Par respect face à l’histoire et à la mémoire des millions de victimes de la traite atlantique des esclaves, nous venons par la présente dénoncer l’omission du rôle qui ont eu ces lieux dans le commerce atlantique d’Africains mis en esclavage. Nous invitons tous ceux et celles qui sont concernés par la recherche sur le commerce atlantique des esclaves et sur l’esclavage à manifester leur désaccord avec le fait que l’histoire de ce commerce soit banalisée et effacée au profit de l’exaltation d’un passé portugais glorieux exprimé dans la « beauté » architecturale de tels sites de tragédie.

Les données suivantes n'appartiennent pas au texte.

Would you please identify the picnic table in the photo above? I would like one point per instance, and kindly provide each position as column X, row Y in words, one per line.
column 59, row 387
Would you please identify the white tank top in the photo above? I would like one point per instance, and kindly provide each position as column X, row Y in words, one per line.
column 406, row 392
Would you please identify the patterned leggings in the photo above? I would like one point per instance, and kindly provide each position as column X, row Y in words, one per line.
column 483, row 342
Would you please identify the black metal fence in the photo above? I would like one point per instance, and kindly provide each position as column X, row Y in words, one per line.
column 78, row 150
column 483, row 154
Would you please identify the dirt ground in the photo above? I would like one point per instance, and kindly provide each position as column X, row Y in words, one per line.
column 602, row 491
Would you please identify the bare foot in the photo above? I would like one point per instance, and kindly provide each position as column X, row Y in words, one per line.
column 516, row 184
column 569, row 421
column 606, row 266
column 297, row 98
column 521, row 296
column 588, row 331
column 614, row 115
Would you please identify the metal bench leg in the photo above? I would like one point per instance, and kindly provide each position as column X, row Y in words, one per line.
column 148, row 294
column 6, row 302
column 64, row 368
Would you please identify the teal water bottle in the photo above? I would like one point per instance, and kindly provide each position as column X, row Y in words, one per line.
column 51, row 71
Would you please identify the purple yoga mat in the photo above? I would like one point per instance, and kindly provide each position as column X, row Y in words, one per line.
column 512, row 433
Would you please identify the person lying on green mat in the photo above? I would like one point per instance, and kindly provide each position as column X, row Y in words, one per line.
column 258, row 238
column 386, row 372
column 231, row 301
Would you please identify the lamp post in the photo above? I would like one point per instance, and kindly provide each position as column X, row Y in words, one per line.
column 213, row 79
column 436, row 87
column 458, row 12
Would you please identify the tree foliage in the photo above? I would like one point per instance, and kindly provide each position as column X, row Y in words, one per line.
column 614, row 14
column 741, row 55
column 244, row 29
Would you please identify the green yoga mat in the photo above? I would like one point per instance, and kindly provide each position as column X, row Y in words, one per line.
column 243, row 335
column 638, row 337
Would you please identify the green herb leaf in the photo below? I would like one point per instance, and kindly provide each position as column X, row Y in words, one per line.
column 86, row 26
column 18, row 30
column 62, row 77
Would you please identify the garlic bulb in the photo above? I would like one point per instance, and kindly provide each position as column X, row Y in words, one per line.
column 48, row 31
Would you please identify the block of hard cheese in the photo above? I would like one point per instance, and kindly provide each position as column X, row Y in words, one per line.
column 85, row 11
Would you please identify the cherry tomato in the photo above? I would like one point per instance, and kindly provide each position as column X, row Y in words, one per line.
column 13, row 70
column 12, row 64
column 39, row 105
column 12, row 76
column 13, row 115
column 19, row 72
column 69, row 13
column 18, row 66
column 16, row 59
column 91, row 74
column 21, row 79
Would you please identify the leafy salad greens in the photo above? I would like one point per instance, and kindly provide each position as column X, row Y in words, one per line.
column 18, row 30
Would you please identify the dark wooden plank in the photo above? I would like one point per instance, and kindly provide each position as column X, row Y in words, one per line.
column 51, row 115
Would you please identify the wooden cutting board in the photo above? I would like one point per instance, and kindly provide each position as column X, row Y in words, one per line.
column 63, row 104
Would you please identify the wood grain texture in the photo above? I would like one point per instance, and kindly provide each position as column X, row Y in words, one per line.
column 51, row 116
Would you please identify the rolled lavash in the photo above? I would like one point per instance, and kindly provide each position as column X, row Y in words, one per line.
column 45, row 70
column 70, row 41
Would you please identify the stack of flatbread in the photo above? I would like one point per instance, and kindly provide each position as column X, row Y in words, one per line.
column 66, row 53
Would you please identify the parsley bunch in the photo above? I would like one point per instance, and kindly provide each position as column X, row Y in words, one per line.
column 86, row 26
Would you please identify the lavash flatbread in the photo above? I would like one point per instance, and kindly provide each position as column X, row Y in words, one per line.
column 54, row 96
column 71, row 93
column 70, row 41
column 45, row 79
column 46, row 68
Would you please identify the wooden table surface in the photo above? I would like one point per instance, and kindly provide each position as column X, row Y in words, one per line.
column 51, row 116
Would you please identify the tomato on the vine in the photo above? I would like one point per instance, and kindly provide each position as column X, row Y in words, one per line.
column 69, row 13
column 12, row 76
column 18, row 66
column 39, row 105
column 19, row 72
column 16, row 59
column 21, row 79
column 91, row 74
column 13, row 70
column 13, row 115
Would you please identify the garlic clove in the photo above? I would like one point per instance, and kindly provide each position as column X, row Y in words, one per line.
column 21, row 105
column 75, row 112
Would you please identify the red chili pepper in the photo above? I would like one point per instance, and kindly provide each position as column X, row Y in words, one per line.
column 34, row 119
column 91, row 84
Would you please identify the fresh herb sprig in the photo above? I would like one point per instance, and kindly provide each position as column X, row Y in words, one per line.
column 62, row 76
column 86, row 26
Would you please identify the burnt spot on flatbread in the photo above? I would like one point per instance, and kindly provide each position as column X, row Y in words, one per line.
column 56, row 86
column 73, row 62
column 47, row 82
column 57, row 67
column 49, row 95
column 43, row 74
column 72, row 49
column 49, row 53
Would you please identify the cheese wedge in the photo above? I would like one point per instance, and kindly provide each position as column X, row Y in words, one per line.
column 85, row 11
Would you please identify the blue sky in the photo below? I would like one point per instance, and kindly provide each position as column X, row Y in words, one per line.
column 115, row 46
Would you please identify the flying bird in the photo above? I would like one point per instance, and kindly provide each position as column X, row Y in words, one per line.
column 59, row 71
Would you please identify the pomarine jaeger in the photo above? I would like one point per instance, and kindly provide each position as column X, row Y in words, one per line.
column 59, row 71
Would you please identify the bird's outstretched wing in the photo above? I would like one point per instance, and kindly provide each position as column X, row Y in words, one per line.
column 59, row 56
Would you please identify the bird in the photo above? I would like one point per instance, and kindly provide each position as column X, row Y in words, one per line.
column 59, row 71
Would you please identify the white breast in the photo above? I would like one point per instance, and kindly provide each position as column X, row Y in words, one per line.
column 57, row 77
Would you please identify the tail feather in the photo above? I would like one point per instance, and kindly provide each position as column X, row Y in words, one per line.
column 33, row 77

Ana Lucia Araujo, Howard University, Washington, États-Unis
Arlindo Manuel Caldeira, CHAM, Lisboa, Portugal
Mariana Pinho Candido, Princeton University, Princeton, États-Unis
Michel Cahen, Centre d’Études de l’Afrique Noire, CNRS, Bordeaux, France
Christine Chivallon, Centre d’Études de l’Afrique Noire, CNRS, Bordeaux, France
Myriam Cottias, CNRS, Directrice do Centre International de recherches sur les esclavages, Paris, France
Maurice Jackson, Georgetown University, Washington, États-Unis
Hendrik Kraay, University of Calgary, Canada
Jane Landers, Vanderbilt University, Nashville, États-Unis
Jean-Michel Mabeko-Tali, Howard University, Washington, États-Unis
Jean-Marc Masseaut, Anneaux de la Mémoire, Nantes, France
Hebe Mattos, Universidade Federal Fluminense, Rio de Janeiro, Brésil
Claudia Mosquera Rosero-Labbé, Universidad Nacional de Colombia, Bogotá, Colombia
João José Reis, Universidade Federal da Bahia, Salvador, Brésil
Anna Seiderer, Musée Royal de l’Afrique Centrale, Tervure, Belgique
Simão Souindola, Historien, Luanda, Angola

1 commentaire:

  1. Est-ce vraiment neccessaire de faire une pétition sur un concours qui n'interesse que les portugais. Tous nous savons que les portugais sont des "méchants" esclavagistes qui ont traversés les océans avec l'idée de faire un concours sur les 7 merveilles construites par des portugais en niant que aux siécle XIV et XV il y eu un commerce triangulaire bref... Je suis un portugais et je sais que mes ancêtres se sont trompés, mais qui n'a jamais péché me jette la première pierre. Mais au lieu de faire une pétition sur un oublie historique, pourquoi ne pas pointer le doigt sur le partage et les échanges culturels qui se sont effectués durant 200 ans. Cela pourrais eviter de remuer sur une plaie qui peine à se refermer. Enfin je crois que l'avenir de la planète terre est bassé sur le métissage des cultures et je pense que nous portugais nous sommes le peuple qui à le plus mélanger sa culture avec les autres à travers le monde et vouloir nous réduire à des esclavagistes c'est très honteux.